Move 13, White to play and win…
My initial instinct was the same as Alex’s, as soon as I saw …f6 I knew this was a blunder and g4 should win, but then comes the grinch who stole Christmas – namely, the analysis to back that up!
I did not like 13.g4 Bc2, 14.BxB NxB, 15.QxNc2 fxNe5, but I never looked deep enough to calculate the in-between move 15.Nb5 (duh, I don’t need to take the Nc2 yet), followed by Q-moves, _then_ QxNc2 threatens Nc7+ fork, so ..Rc3, Qb3..fxNe5 Qxe6+ is ++-.
I looked at virtually anything you can think of on this move, but I couldn’t calculate deep enough in all of the lines. Ultimately, I simply missed his …Qb4 when Black has the advantage.
I looked at all kinds of stuff like NxNc6 followed by Nb5xa7 threatening Qxc6+, getting a Nb5 and Nc4 to hit Nd6+, and even playing g4 only after playing Nb5 (which is incorrect, around +.7 but not winning since the knight should come back to c3).

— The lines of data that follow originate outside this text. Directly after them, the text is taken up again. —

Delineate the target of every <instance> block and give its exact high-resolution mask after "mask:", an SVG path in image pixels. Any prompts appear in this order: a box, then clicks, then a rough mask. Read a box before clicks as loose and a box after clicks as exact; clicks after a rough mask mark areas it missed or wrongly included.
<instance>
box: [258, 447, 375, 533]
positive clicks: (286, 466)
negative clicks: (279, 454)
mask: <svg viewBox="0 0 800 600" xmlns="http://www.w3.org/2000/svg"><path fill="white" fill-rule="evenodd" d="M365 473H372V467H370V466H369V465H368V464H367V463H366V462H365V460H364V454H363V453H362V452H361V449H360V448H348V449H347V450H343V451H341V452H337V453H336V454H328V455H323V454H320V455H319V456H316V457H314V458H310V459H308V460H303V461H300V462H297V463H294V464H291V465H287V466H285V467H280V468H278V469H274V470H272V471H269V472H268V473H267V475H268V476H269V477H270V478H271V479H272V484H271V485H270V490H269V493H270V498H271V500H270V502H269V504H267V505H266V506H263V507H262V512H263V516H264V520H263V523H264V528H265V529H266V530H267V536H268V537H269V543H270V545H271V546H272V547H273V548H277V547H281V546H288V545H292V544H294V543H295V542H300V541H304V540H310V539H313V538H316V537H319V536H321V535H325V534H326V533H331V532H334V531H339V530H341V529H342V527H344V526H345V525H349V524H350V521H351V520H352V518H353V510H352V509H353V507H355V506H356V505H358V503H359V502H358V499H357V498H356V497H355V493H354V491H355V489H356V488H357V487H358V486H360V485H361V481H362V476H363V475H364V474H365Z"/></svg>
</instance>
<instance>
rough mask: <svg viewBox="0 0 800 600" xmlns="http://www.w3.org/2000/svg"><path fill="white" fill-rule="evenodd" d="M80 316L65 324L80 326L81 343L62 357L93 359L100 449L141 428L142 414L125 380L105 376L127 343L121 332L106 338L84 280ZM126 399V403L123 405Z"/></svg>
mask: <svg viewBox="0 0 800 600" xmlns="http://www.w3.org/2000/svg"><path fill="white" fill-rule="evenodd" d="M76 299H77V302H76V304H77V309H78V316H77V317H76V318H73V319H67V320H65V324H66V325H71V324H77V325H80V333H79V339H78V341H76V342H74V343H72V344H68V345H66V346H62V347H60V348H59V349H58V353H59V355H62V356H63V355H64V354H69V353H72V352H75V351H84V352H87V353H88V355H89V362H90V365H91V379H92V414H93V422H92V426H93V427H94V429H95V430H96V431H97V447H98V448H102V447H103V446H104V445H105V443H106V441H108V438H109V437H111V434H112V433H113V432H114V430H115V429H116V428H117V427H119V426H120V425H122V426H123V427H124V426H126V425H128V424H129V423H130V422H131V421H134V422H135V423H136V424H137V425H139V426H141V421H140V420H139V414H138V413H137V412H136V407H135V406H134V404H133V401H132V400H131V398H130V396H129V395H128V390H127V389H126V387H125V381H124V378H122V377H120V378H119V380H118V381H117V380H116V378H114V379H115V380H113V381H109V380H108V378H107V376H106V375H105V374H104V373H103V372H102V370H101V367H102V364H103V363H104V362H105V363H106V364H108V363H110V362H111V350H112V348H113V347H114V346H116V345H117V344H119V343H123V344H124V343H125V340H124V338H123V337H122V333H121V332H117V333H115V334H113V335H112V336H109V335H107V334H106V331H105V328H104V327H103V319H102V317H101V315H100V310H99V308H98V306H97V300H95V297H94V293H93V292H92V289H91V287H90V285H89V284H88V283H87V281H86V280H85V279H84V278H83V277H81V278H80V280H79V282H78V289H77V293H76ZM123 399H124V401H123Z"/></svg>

I played Ne3 quickly to the tune of the clock, sensing that my d4 pawn would drop and I could hold the draw as long as I get rid of the bishop pair advantage (I saw his Bd3, but missed that Rd1 holds the d4 pawn as well). I guess I didn’t want to get tied down into only-move territory but I had 6.5 min to his 2.5 min. I blundered the exchange, spending less than half a minute on the move. I kept playing but resigned once he was down to around 17 seconds. I finished with around 5 minutes. So, I tried to keep some clock pressure on him, but that didn’t work either as I was too tactically rusty.
The thing that sucks about this time-control (put aside that one needs to save time for the ending) is that each of these lines I mentions really needs to be seen like 8+ moves deep, but there are so many to look at in so little time that you end up looking at 5 or 6 variations 4 moves deep instead of looking at all of them deeper. The clock time-limit literally cuts the depth in half.